Yet no matter how true this may be, the movie strikes false
notes because it descends into binary, polemical rhetoric.
Anne Heche and James Woods are so evil that they aren't even
real, which undermines the integrity of the film's message.
The Anne Heche character is such a caricature that it's the
rhetorical equivalent of Reagan's welfare queen, an equally
fictional invention. The film doesn't seem to trust its own
messageor the audienceenough to create real characters
that, rather than underscore its message, explore the real
moral ambiguities of the situation. By polarizing the characters,
like James Woods' golf-obsessed doctor, the third act moral
revelation is almost always a stretch, thus compromising the
dramatic power of the piece. The existence of such evil antagonists
grants John Q the permission to do almost anything he wants
for the sake of his son, so the film descends into chaos,
like the inevitable conclusion of a segment on "Springer."
The initially justified anger of John Q becomes the
moral equivalent of tossing chairs at the Ku Klux Klan on
an episode of "Geraldo."
Changing Lanes is painted with the same brush, yet
somehow has been mistaken for some sort of morally ambiguous
cross-section of the class divide in America.

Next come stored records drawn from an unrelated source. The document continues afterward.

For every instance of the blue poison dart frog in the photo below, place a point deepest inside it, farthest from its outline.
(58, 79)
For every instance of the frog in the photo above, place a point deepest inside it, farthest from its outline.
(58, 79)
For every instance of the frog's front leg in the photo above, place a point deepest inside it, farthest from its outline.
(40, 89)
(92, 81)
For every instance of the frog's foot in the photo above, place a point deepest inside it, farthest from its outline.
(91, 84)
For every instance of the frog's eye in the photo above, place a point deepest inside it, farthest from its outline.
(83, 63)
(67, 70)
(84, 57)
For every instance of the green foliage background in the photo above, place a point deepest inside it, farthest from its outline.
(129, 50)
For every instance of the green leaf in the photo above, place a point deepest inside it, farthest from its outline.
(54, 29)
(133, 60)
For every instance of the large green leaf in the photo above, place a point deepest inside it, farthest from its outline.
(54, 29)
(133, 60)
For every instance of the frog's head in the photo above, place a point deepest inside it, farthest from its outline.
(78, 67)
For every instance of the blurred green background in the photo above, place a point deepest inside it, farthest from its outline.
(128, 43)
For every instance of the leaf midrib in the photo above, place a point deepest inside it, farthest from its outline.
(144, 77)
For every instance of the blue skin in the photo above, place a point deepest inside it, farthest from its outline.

The purported
"shifting allegiances" of Changing Lanes smells
like a collective purge of liberal guilt, that somehow we
can cheer our earnest minority hero and still find it in our
hearts to pull for the materialistic, obnoxious, adulterous
Wall Street lawyer as well. I've heard arguments that it's
a "nuanced character study," but this movie is so
far overblown that I have trouble taking any of it very seriously:
the obvious symbolism of all this occurring on Good Friday,
Ben chewing out a priest at confessional, even though he's
not Catholic. Sam getting the beat down in the school. The
whole "get the file in by the end of the day" deal. Sam and
Ben both thrusting their arms out in crucifixtion poses in
the rain. Sam tossing the computer into the window. Sam's
rant about the Tiger Woods commercial. And the list could
go on. And on. I won't give a movie the benefit of the doubt
on character subtlety when it doesn't earn my trust by not
insisting on ridiculously overblown action sequences and exceedingly
earnest speeches. Yet, the quality of the casts of Changing
Lanes and John Q attest to the weight of their
message, especially for Hollywood movie stars reviewing scripts
in the comfort of their mansions. But if Changing Lanes
and John Q are what pass for social commentary
in Hollywood, then Hollywood should not complain when its
voice is not taken seriously in the political arena.